In Hong-Ou-Mandel (HOM) interference, a balanced 50/50 beamsplitter with a single photon incident at each input mode creates an equal superposition of both photons in one mode or the other at the output, known as photon bunching. These measurement statistics are uniquely quantum. In the equivalent classical experiment where each photon has 50% probability of reaching each output we would observe anti-bunched events with 50% probability.

Using the 50/50 beamsplitter transformation, an initial state with a single photon at each input,

\hat{a}^\dag_1 \hat{a}^\dag_2 |vac\rangle = |1,1\rangle,

transforms to,

\frac{1}{2}(\hat{a}^\dag_1 + \hat{a}^\dag_2)(\hat{a}^\dag_1 - \hat{a}^\dag_2)|vac\rangle = \frac{1}{\sqrt{2}}(|2,0\rangle - |0,2\rangle),

a superposition of two photons in one spatial output or two in the other. Note there is no |1,1\rangle term, as these have cancelled via destructive interference. This phenomenon is called photon bunching, as the photons ‘bunch’ together and never appear at different outputs, a uniquely quantum effect. Contrast this with classical statistics where we would expect to see anti-bunching (one particle at each output) 50% of the time.

We can replicate the same phenomenon using polarisation encoding by commencing with a two-photon state, where one is horizontally polarised, the other vertically,

\hat{h}^\dag \hat{v}^\dag |vac\rangle = |1\rangle_H|1\rangle_V,

which transforms to,

\frac{1}{2}(\hat{h}^\dag + \hat{v}^\dag)(\hat{h}^\dag - \hat{v}^\dag)|vac\rangle = \frac{1}{\sqrt{2}}(|2\rangle_H |0\rangle_V - |0\rangle_H|2\rangle_V).

Polarising beamsplitters

Evolution of the four polarisation-encoded basis states through a polarising beamsplitter, which reflects horizontal (H) polarisation and transmits vertical (V) polarisation. When both photons have the same polarisation (even parity) we observe anti-bunching (or coincidence) events, whereas when polarisations differ (odd parity) we observe bunching. Post-selecting upon coincidence events projects us into the even parity subspace.

A polarising beamsplitter (PBS) operates very differently than a regular beamsplitter, acting on two spatial degrees of freedom, each of which is associated with two polarisation degrees of freedom, making it a four-mode transformation. Most commonly, PBS’s completely reflect one polarisation (say H) while completely transmitting the other (V), in which case the 4\times 4 transformation is,

\begin{bmatrix} \hat{h}_1^\dag \\ \hat{h}_2^\dag \\ \hat{v}^\dag_1 \\ \hat{v}^\dag_2 \end{bmatrix} \to \begin{bmatrix} 1 & 0 & 0 & 0 \\ 0 & 1 & 0 & 0 \\ 0 & 0 & 0 & 1 \\ 0 & 0 & 1 & 0 \end{bmatrix} \begin{bmatrix} \hat{h}_1^\dag \\ \hat{h}_2^\dag \\ \hat{v}^\dag_1 \\ \hat{v}^\dag_2 \end{bmatrix}.

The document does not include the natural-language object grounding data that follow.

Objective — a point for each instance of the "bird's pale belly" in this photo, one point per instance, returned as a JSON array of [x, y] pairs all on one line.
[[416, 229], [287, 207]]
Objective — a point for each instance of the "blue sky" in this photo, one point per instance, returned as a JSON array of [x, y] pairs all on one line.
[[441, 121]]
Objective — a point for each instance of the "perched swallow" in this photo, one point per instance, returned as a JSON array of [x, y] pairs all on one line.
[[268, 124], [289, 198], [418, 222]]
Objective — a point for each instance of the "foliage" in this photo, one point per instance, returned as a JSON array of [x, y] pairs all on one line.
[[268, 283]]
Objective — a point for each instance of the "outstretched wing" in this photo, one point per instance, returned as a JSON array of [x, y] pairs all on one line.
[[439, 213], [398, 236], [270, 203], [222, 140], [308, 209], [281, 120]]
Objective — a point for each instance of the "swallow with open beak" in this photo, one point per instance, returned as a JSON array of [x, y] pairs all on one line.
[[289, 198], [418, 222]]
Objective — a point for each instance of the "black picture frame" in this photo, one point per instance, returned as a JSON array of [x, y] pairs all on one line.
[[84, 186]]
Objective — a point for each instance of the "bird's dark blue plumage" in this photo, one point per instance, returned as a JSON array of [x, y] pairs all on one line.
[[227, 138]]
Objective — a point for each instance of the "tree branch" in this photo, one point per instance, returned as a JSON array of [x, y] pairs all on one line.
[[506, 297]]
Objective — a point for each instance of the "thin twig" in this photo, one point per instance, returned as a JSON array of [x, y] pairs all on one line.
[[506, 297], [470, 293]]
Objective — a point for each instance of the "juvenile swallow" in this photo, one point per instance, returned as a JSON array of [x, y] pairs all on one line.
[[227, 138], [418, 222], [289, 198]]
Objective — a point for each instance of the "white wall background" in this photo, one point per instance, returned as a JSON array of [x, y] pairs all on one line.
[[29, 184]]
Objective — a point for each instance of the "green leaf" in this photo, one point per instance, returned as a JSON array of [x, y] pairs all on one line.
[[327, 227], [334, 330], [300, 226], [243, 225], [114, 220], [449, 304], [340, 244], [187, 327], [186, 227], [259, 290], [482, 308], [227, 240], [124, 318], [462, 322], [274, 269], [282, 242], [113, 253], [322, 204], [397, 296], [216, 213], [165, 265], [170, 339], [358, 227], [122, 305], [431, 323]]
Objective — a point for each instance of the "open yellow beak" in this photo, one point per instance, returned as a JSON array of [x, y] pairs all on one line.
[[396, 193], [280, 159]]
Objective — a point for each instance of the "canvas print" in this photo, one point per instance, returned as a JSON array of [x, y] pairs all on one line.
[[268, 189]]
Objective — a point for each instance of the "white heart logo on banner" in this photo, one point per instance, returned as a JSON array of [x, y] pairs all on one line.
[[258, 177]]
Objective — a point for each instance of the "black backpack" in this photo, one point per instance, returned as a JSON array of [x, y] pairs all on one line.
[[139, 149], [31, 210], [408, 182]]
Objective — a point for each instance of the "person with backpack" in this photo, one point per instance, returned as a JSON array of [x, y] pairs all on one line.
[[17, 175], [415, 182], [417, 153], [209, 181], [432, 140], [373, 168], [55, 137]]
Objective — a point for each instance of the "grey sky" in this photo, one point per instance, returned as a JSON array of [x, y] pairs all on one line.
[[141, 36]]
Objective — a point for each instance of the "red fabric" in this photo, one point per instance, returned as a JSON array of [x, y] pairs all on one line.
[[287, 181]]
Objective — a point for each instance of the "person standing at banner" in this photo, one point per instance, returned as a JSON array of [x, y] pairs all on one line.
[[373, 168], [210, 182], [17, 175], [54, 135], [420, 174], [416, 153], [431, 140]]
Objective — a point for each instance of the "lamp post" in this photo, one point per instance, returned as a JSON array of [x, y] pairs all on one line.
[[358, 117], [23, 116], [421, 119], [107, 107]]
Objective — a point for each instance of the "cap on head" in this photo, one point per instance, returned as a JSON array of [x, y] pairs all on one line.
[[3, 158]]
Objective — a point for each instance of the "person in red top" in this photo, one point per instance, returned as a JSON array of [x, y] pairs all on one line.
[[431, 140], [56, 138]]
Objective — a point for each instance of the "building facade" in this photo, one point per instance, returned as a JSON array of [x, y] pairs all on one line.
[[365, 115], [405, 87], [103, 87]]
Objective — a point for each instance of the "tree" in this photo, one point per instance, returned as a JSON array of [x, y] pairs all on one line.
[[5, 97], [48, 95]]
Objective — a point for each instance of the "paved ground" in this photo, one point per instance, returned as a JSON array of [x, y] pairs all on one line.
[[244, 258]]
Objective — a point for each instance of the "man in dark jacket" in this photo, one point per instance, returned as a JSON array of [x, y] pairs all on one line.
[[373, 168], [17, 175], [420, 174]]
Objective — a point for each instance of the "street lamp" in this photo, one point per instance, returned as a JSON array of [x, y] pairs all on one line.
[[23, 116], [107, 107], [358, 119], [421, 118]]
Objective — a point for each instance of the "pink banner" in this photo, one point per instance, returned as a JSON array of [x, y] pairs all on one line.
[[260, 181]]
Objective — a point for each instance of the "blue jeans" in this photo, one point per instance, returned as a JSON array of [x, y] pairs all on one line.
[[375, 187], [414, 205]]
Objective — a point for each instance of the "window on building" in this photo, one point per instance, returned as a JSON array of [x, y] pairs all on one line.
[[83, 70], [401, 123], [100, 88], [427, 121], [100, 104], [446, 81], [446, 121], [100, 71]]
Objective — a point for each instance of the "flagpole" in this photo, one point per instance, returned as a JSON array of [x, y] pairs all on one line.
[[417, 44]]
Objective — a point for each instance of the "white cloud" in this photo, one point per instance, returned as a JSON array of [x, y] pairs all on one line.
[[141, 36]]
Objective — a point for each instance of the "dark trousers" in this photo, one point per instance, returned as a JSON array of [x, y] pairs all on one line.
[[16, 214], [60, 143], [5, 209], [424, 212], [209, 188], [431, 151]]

It can be seen that this operation simply permutes modes, leaving the \hat{h}^\dag_1 and \hat{h}^\dag_2 operators unchanged, whilst swapping the \hat{v}^\dag_1 and \hat{v}^\dag_2 operators.

Beginning with any initially separable state in the original H/V basis, this operation preserves separability and cannot introduce entanglement, nor does any interference take place. Note that while this 4\times 4 matrix corresponds to that of a CNOT gate, this is not a CNOT operation as this matrix describes a transformation on creation operators not qubits.

Single-photon qubits

In the field of photonic quantum computing, qubits are most commonly encoded in one of two ways: dual-rail encoding and polarisation encoding. In dual-rail encoding we encode a qubit as a single photon in superposition across two distinct spatial modes. In polarisation encoding we encode a single photon in superposition across two polarisation states.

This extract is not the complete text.